İlk 10 yılda hedeflediğimiz hayallerin büyük kısmına ulaştık. Önümüzdeki on yılda, bu temelleri sağlamlaştırırken aynı zamanda yeniliklere açık, sürdürülebilir bir gelişim yolculuğu sürdürmeyi hedefliyoruz. Caresse Bodrum’un dört mevsim boyunca yaşamın keyifle sürdüğü, ilham veren bir yaşam alanı haline gelmesi en büyük önceliğimiz.

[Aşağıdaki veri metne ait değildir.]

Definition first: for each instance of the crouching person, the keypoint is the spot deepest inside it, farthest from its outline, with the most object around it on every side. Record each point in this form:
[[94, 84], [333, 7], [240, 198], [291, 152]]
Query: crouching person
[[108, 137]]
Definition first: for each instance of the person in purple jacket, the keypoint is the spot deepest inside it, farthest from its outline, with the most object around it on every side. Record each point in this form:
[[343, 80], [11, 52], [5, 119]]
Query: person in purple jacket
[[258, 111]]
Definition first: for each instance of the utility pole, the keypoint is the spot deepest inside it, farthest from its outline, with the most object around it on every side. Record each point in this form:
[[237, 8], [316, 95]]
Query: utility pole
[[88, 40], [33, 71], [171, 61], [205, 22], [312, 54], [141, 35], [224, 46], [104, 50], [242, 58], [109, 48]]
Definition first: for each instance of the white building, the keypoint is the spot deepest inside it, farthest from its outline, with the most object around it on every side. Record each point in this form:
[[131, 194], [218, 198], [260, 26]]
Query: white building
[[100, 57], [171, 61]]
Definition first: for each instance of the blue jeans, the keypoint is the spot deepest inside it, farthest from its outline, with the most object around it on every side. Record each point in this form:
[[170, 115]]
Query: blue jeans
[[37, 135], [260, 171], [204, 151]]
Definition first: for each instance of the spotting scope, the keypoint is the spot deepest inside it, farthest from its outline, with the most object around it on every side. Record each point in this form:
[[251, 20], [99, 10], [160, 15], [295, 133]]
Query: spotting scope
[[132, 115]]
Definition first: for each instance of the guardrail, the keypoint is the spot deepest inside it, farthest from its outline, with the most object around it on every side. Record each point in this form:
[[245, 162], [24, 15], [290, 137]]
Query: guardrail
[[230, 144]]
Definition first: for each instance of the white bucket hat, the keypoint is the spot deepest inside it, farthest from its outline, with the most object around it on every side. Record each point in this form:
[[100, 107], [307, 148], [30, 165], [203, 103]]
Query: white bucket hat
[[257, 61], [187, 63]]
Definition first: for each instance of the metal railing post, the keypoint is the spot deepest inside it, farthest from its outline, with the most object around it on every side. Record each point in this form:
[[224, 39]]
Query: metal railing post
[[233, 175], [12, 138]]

Belki de en güzel hayal; burada yıllardır bizimle birlikte olan dostlarımızın, çocuklarımızın en güzel anılarını birlikte yaşamak, bu alanın gerçekten paylaşılan bir hayata dönüştüğünü görmek olurdu.
Bu duygu ve birlikteliği, Caresse Bodrum’un ilk 10 yılını geride bırakırken; Murat Karahan, Gipsy Kings ve Kenan Doğulu’nun ikonik “Ken on the Beach” konseptiyle sahne alacağı ay ışığı altında gerçekleşecek özel etkinliklerle, seçkin bir kitleyle birlikte kutlamaya hazırlanıyoruz. Bu sadece bir kutlama değil, Caresse’in yaşam tarzına dönüşen yolculuğunun gerçek bir dönüm noktası. On yıl önce bir hayal olarak başlayan bu serüven, bugün binlerce anıya dönüştü. Şimdi ise bu yolculuğa, yeni anılarla devam ediyoruz.